The horrifying execution of Jordanian pilot Muadh al-Kasasbeh last week has sharpened international attention on the bloody rise of Islamic State (ISIS). While Jordan has responded with a significant intensification of aerial strikes, backed by its partners in the US-led air campaign, confusion still reigns as to how exactly the West should respond to the threat of ISIS. This morning’s claims by Syrian president Bashar Al-Assad that his country is being kept informed of coalition air strikes – barely 18 months after the UK parliament narrowly voted against joining US-led strikes against Assad’s own government – is merely the latest illustration of the problems facing Western foreign policy in the Middle East.
How should we respond to the threat of ISIS? That was one of the most contentious topics debated at the Battle of Ideas last autumn, with stark divisions on the panel. For Chatham House’s Nadim Shahidi, the current crisis is a result of Western failure to act decisively enough against Saddam Hussein’s regime; for international relations scholar Vanessa Pupavac, the situation requires a significant rethink of the West’s own strategic interests in the region before further intervention; for Middle East commentator Karl Sharro, the future lies in cautious realpolitik, with international actors having to accept that a bloodbath of their own making will not offer easy moral options in terms of future interventions.

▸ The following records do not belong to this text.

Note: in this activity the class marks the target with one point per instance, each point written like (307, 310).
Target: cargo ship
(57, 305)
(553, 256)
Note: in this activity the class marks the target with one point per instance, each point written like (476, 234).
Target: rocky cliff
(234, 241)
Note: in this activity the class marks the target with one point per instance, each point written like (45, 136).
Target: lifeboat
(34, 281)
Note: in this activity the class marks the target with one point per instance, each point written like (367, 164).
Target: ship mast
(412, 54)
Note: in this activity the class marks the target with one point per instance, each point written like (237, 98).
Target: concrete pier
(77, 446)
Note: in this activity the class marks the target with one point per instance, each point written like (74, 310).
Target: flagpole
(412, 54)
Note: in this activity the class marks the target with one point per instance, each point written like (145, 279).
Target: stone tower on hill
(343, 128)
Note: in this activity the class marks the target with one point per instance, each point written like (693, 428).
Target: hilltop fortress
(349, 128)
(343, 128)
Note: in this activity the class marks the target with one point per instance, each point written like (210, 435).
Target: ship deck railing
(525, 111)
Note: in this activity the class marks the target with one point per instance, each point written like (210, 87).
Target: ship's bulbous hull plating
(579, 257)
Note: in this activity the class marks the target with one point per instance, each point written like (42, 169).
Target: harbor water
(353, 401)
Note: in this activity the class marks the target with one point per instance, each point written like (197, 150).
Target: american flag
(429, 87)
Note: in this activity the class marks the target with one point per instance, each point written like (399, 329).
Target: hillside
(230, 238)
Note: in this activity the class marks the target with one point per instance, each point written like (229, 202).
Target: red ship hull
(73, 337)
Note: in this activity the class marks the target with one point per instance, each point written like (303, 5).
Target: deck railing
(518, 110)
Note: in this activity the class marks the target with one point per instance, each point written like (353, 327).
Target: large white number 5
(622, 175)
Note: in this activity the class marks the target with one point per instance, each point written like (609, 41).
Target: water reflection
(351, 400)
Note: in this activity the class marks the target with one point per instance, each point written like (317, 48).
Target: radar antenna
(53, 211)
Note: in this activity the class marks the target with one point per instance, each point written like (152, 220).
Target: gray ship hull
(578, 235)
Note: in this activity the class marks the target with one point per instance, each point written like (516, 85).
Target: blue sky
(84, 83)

While events may have become even more shocking in the months since the discussion was held, the participants do an excellent job of anticipating many of the developments – not least with the question of Kurdish sovereignty post-Kobane – and is well worth a listen.
Should foreign policy be guided by a sense of humanitarian purpose, or has the recent history of Western intervention discredited it beyond hope? If we accept the failure of Western ethical policy, as Sharro suggests, does the West still bear some moral and political responsibility for dealing with the consequences? These are some of the tough questions which sixth-form students around the country will be grappling with this spring, in the Debating Matters Regional Final motion ‘Western humanitarian intervention is a valid tool of foreign policy’. This debate was regarded as a real highlight of last summer’s National Final and, only a few months later, already poses a radically challenging new angle. The topic guide is well worth a read for anyone, student or otherwise, struggling to get a handle on one of the toughest contemporary issues facing society.